Sweat, perspiration, hidrosis. Its all very relevant to fluid balance. They say once your febrile patient has began to sweat, the fever has "broken" and you don't need to prescribe antipyretics. Of course, they will proceed to wipe themselves with towels and whatnot, thereby abolishing all chances of losing heat by evaporation. Nevermind this tangent. In fact the effects of water loss (by sweat and other means) is discussed in the page dedicated to the physiological response to dehydration.
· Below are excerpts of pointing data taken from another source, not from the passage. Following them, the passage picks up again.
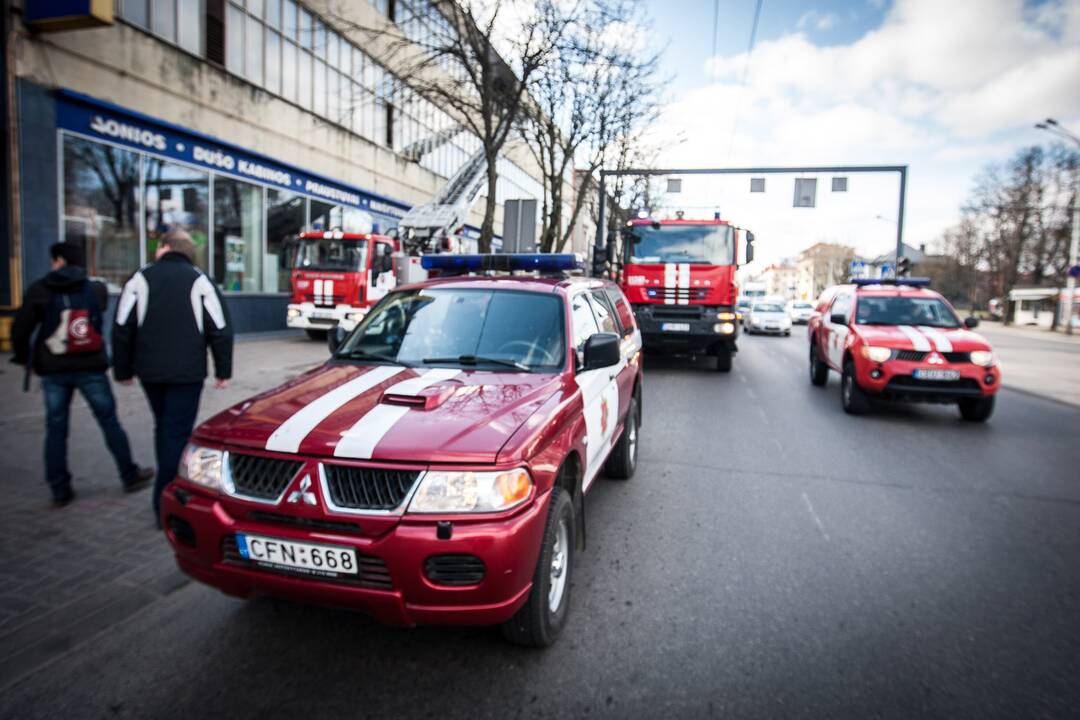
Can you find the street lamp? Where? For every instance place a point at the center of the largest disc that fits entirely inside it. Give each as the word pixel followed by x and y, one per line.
pixel 1054 128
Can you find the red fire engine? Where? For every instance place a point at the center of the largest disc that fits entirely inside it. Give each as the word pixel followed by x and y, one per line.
pixel 679 276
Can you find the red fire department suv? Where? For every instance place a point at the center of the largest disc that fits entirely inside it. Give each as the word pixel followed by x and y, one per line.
pixel 433 470
pixel 899 340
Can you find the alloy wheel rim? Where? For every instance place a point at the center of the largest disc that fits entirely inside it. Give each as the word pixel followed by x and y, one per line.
pixel 559 567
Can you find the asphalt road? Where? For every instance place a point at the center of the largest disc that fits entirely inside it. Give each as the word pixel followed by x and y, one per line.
pixel 772 558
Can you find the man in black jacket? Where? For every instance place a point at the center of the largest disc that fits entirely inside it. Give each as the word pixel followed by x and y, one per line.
pixel 62 372
pixel 170 313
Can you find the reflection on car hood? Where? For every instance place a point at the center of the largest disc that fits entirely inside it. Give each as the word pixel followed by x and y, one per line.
pixel 387 412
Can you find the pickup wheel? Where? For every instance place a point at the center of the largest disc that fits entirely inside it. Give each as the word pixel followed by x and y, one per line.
pixel 819 371
pixel 542 616
pixel 622 462
pixel 852 397
pixel 976 409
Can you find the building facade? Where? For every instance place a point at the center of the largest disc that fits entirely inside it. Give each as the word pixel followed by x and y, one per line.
pixel 242 121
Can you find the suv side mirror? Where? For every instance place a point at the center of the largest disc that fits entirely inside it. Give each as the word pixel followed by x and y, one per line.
pixel 335 338
pixel 602 350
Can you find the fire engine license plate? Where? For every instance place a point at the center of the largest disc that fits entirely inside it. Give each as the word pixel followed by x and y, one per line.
pixel 932 374
pixel 674 327
pixel 315 559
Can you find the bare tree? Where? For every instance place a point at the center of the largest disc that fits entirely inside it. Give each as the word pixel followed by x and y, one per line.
pixel 597 91
pixel 475 59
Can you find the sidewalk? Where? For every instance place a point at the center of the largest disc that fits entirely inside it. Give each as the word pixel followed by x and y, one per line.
pixel 68 574
pixel 1037 361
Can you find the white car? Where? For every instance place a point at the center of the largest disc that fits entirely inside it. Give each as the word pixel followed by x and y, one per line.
pixel 769 317
pixel 800 311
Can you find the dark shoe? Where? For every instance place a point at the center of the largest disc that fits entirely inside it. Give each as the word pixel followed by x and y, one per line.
pixel 65 500
pixel 140 480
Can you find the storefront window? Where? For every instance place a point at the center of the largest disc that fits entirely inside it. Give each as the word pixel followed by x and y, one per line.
pixel 176 197
pixel 100 207
pixel 286 213
pixel 238 235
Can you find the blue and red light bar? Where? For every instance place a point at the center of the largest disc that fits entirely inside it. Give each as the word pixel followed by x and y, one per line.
pixel 913 282
pixel 503 262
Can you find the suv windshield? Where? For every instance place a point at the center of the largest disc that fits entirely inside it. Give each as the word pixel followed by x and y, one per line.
pixel 324 254
pixel 709 244
pixel 503 329
pixel 904 311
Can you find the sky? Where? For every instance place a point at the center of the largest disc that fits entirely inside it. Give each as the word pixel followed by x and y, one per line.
pixel 943 86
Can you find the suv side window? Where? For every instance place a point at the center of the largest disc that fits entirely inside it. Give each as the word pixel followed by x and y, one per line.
pixel 605 316
pixel 582 321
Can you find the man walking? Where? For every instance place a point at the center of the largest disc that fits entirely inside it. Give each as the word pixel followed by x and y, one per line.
pixel 68 353
pixel 170 313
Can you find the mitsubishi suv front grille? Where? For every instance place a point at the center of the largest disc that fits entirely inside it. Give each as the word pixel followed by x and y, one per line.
pixel 368 488
pixel 261 478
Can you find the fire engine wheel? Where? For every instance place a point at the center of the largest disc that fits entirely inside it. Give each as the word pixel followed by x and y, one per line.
pixel 542 616
pixel 724 358
pixel 852 397
pixel 819 371
pixel 622 462
pixel 976 409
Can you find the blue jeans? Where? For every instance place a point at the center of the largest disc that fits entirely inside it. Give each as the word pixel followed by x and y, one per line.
pixel 175 407
pixel 58 389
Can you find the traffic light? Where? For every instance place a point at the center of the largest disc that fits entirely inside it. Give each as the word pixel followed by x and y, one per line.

This chapter addresses the physiological properties of sweat, and the physiology of sweating.
In terms of exam value, this topic has never been interrogated in the CICM primary exams, as it is very specific and unlikely to become important in the ICU environment. The issue of evaporative water loss has some importance in terms of affecting daily fluid balance and sweat has appeared as one of the answers in questions on thermoregulation, but the specific properties and contents of this fluid have never been of any interest to the college examiners.
Sweat has several physiological roles, which can be said to be common to most species of animals. In general, it can be safely said that sweat glands have quite different roles across different species, and within the same species between body regions.
Sweat volume and content depends on who you are and on your degree of acclimatization, but the average value for osmolality is about 120mosm, with a broad range (62 to 192 mosm/Kg).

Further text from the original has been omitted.